For example, for the two PTVs in high-risk prostate case, the equation is expanded as:

$$H=\frac{1}{2}\cdot ({H}_{1}+{H}_{2})=\frac{1}{2}\cdot [(\frac{T{V}_{95 \% ,PTV1}}{{V}_{95 \% ,PTV1}})+(\frac{T{V}_{95 \% ,PTV2}}{{V}_{95 \% ,PTV2}})]$$

Target coverage index (M)

This index was defined as

$$M=\frac{1}{r}\cdot \mathop{\sum }\limits_{j=1}^{r}[\frac{\mathop{\sum }\limits_{i=1}^{p}(\frac{{V}_{Tj,Di}}{{V}_{Tj,RDi}})+\mathop{\sum }\limits_{i=1}^{q}(1-\frac{{V}_{Tj,Di}}{{V}_{Tj,ADi}})}{\mathop{\sum }\limits_{i=1}^{p}(\frac{100}{{V}_{Tj,RDi}})+q}]$$

where r is the number of targets of different prescription dose, p is the number of cold spot checks, q is the number of hot spot checks, VTj,Di is the volume of the jth target in % receiving a dose of at least the ith dose level, VTj, RDi is the minimum volume of the jth target in % receiving at least the ith dose level and VTj,ADi is the allowable volume of the jth target in % receiving at least the ith dose level.
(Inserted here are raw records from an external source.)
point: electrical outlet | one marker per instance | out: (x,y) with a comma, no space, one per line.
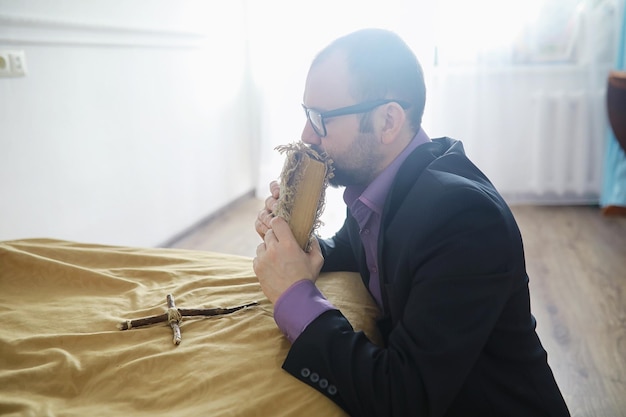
(5,64)
(12,64)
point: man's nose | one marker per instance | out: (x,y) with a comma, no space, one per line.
(309,136)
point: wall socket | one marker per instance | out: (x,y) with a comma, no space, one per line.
(12,63)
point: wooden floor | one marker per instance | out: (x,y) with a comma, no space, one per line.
(576,260)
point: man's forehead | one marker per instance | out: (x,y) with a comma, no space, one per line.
(327,84)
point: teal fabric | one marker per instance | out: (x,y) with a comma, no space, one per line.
(614,183)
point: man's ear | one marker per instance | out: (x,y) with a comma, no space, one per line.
(394,120)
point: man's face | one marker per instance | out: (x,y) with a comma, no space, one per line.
(357,156)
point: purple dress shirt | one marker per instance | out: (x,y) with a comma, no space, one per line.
(303,302)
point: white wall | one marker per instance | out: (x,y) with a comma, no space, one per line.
(132,123)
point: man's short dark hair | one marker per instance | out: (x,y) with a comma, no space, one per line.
(382,66)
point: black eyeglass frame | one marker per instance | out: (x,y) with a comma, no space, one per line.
(344,111)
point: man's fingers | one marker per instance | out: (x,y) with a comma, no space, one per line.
(281,229)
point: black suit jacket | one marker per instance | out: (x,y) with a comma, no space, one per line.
(459,336)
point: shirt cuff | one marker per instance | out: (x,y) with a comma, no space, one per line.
(297,307)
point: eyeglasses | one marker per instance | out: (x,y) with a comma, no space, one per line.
(317,118)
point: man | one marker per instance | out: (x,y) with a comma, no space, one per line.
(434,242)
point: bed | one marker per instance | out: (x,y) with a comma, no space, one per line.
(62,354)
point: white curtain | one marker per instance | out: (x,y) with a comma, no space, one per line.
(520,83)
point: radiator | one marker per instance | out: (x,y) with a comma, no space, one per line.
(567,135)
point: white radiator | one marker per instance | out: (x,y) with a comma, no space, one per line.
(567,135)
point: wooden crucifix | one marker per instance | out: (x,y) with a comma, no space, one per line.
(174,316)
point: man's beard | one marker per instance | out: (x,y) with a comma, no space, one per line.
(359,165)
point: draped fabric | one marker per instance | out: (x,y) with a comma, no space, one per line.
(61,353)
(614,185)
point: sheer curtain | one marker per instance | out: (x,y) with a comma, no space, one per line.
(520,83)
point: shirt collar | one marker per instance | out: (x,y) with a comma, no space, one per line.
(374,194)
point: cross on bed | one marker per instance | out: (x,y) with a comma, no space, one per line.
(174,316)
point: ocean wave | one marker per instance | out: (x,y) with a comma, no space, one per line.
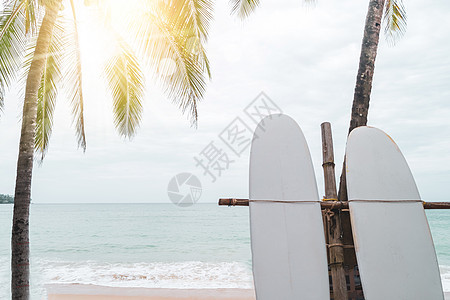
(192,274)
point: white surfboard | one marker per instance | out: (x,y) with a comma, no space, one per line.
(394,248)
(287,239)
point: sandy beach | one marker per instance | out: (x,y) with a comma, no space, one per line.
(93,292)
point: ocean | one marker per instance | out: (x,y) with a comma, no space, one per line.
(150,245)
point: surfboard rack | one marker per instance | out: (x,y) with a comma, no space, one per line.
(329,204)
(342,265)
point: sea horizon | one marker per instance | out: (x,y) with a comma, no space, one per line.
(149,245)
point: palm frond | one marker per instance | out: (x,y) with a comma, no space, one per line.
(243,8)
(192,17)
(74,79)
(179,66)
(31,9)
(12,45)
(394,20)
(125,80)
(47,92)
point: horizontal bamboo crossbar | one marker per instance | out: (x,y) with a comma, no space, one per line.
(330,204)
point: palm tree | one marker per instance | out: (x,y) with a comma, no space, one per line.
(395,25)
(177,31)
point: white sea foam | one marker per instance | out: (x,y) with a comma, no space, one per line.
(192,274)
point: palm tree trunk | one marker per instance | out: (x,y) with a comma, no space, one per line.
(363,88)
(20,247)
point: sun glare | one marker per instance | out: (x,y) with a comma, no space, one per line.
(101,24)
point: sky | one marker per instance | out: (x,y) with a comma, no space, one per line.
(304,60)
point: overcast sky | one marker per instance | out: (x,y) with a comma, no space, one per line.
(305,60)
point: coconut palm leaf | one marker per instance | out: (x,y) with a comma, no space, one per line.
(48,91)
(12,45)
(125,80)
(166,45)
(190,16)
(394,20)
(74,79)
(243,8)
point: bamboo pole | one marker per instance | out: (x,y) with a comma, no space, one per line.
(330,204)
(334,231)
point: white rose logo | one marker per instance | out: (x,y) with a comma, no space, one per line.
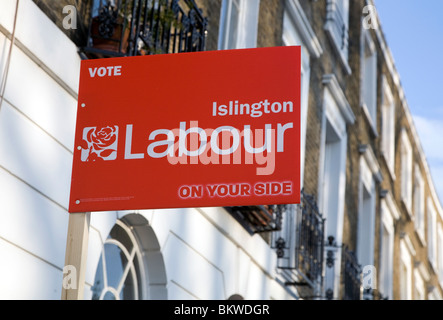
(99,143)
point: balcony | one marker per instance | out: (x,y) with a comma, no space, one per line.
(144,27)
(350,272)
(300,247)
(258,219)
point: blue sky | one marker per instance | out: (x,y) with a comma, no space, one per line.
(414,32)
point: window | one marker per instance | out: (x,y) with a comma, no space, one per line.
(440,253)
(369,79)
(419,204)
(432,235)
(297,31)
(366,215)
(238,24)
(336,115)
(337,26)
(389,213)
(419,288)
(405,272)
(388,127)
(406,171)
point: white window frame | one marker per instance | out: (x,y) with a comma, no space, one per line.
(368,177)
(368,77)
(406,171)
(337,113)
(388,127)
(337,28)
(432,234)
(245,32)
(440,253)
(419,286)
(405,272)
(297,31)
(434,294)
(389,214)
(419,205)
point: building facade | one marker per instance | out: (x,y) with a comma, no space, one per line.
(370,224)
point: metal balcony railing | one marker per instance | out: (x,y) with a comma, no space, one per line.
(299,247)
(309,238)
(144,27)
(258,219)
(351,275)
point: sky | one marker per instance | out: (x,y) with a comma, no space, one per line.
(414,33)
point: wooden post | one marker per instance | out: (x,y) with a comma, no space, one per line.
(75,256)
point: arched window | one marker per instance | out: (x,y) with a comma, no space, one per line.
(119,274)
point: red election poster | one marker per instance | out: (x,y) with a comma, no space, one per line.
(216,128)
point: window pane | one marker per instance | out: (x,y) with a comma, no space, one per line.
(115,264)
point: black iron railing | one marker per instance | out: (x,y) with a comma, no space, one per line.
(309,238)
(300,246)
(258,219)
(351,275)
(144,27)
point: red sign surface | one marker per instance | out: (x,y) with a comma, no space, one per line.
(217,128)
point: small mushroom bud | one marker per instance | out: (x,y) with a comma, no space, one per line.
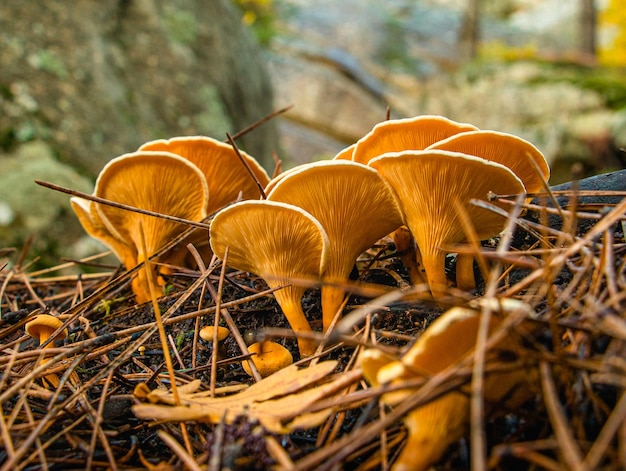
(268,357)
For example, for the two PTVs objectives in high-risk prostate case as reported in Table 1, the equation is expanded as:

$$M=\frac{1}{2}\cdot ({M}_{1}+{M}_{2})=\frac{1}{2}\cdot \{\frac{[\frac{{V}_{PTV1,95}}{98}+\frac{{V}_{PTV1,98}}{95}]+[1-\frac{{V}_{PTV1,107}}{5}]}{[\frac{100}{98}+\frac{100}{95}]+1}+\frac{[\frac{{V}_{PTV2,95}}{98}+\frac{{V}_{PTV2,98}}{95}]+[1-\frac{{V}_{PTV2,107}}{5}]}{[\frac{100}{98}+\frac{100}{95}]+1}\}$$

Note that the denominators represents the maximum possible score.

Normal tissue sparing index (P)

This index was defined as:

$$P=\frac{1}{n}\cdot \mathop{\sum }\limits_{j=1}^{n}[\frac{1}{m}\cdot \mathop{\sum }\limits_{i=1}^{m}(1-\frac{{V}_{Oj,Di}}{{V}_{Oj,ADi}})]$$

where n is the number of critical organs to be monitored, m is number of check points used for the jth critical organ, VOj,Di is the volume of the jth critical organ in % receiving a dose of at least the ith dose level and VOj,ADi is the allowable volume of that organ in % receiving at least the ith dose level.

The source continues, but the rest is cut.